A weak entity set is one that does not have a primary key of its own; it cannot be uniquely identified by its own attributes alone. It depends on a strong (owner) entity for identification. Its only partial key is a discriminator (partial key), shown with a dashed underline; the full key = owner’s primary key + discriminator.

The relationship that links the weak entity to its owner is the identifying relationship (drawn as a double diamond), and the weak entity has total participation in it.

Example: DEPENDENT(name, relationship) of an EMPLOYEE. A dependent’s name is not unique across all employees; it is identified by (employee.emp_id, dependent.name). The relationship HAS_DEPENDENT is the identifying relationship.

(b) Specialization and generalization (2 marks)

• Specialization (top-down): taking a higher-level (super) entity set and defining sub-groups (subclasses) that have additional, distinguishing attributes. Example: EMPLOYEE is specialized into SECRETARY, ENGINEER, MANAGER, each with extra attributes. Shown with an ISA triangle pointing to the superclass.
• Generalization (bottom-up): the reverse — recognizing common attributes among several entity sets and combining them into a higher-level entity set. Example: CAR and TRUCK are generalized into VEHICLE with shared attributes (reg_no, model).

Subclasses inherit the attributes and relationships of the superclass. Constraints include disjoint vs overlapping and total vs partial participation.

(c) Aggregation (2 marks)

Aggregation is an abstraction that treats a relationship (together with its participating entities) as a single higher-level entity, so that this relationship can itself participate in another relationship. It overcomes the ER-model limitation that a relationship cannot directly link to another relationship.
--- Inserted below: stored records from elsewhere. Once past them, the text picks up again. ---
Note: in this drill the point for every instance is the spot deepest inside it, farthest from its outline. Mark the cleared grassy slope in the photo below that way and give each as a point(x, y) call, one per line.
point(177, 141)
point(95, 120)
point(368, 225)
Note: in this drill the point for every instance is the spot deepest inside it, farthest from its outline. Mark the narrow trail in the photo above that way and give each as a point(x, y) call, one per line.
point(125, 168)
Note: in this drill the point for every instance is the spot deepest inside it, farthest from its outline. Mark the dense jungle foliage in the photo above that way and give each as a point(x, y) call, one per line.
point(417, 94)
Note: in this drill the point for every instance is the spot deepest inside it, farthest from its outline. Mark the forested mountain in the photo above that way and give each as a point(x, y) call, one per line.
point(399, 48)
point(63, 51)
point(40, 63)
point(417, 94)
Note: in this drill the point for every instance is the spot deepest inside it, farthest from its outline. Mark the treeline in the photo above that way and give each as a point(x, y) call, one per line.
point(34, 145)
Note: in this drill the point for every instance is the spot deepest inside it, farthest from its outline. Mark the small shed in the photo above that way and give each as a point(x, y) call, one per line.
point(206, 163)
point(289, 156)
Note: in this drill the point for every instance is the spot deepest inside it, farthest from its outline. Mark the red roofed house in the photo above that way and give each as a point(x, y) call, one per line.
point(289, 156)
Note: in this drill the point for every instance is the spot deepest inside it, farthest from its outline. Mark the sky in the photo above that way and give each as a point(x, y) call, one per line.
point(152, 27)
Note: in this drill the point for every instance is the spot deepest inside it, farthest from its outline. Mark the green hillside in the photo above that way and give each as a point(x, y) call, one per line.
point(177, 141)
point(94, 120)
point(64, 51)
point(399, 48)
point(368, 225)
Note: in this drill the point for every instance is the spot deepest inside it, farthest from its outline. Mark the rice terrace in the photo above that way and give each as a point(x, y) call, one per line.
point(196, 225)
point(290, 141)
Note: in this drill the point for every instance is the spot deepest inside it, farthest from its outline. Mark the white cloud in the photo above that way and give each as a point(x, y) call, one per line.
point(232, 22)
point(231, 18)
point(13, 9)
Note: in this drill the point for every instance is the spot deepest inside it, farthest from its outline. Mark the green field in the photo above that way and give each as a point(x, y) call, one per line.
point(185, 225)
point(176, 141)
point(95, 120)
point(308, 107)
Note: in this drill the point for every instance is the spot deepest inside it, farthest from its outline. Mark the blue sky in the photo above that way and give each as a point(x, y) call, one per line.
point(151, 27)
Example: the relationship WORKS_ON between EMPLOYEE and PROJECT is aggregated into one unit; a MANAGER entity then has a MANAGES relationship to this aggregated WORKS_ON, expressing that a manager supervises the assignment of an employee to a project (not just an employee or a project separately). It is drawn by enclosing the WORKS_ON relationship and its entities in a box and connecting MANAGES to that box.